Executive Pay Advice and a Warning
A late-March Pearl Myer survey of board directors at 86 companies was focused on executive pay. Twenty-five percent of respondents said they will freeze executive salaries, but more than 70 percent have not finalized plans on this issue.
"Like the COVID-19 pandemic itself, executive pay decision-making remains very fluid," noted Brett Herand, a principal in Pearl Myer's Chicago office.
Consultants at advisory firm Korn Ferry advised, "Just as CEOs and other senior leaders must carefully weigh their decisions and approaches to implement pay cuts for the broad employee population, compensation committees must do the same with executive pay."

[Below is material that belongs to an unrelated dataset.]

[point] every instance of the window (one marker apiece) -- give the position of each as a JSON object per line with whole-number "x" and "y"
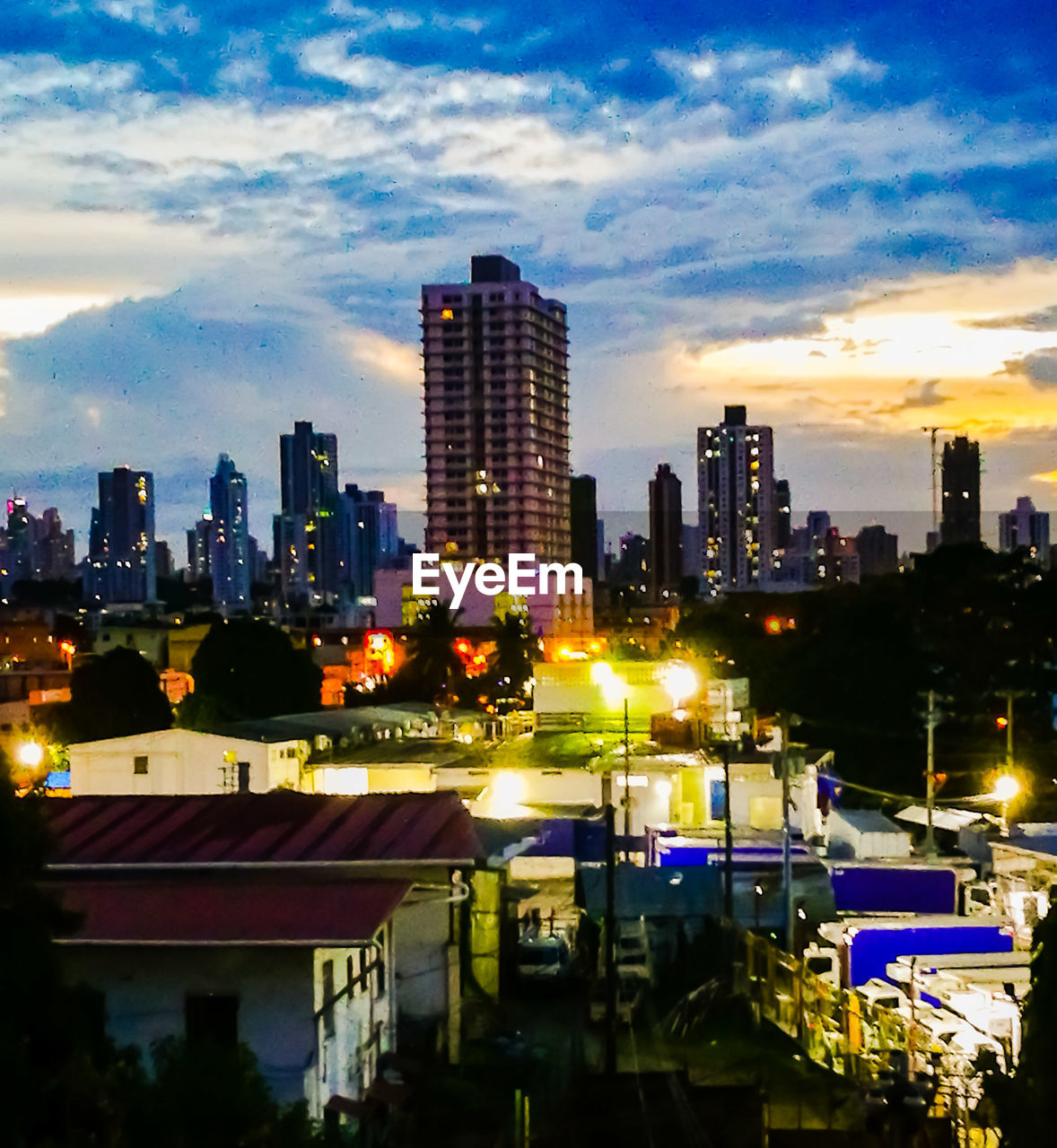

When reviewing executive pay, the firm recommended that compensation committees carefully consider the following:
- How the company will likely need to evolve to compete on a radically different business landscape.
- The implications for the kinds of leaders it will need moving forward.
- The elements of the new rewards philosophy that align with the roles the company needs its executives to play.
Shareholder advisory firm Glass Lewis recently warned public companies against executive pay changes that are inconsistent with the challenges workers are facing. The firm said it is most likely to support changes that "take a proportional approach to the impacts on shareholders and employees."
Moreover, "trying to make executives whole at even further expense to shareholders and other employees is a certainty for proposals to be rejected and boards to get thrown out—and an open invitation for activists and lawsuits onto a company's back for years to come."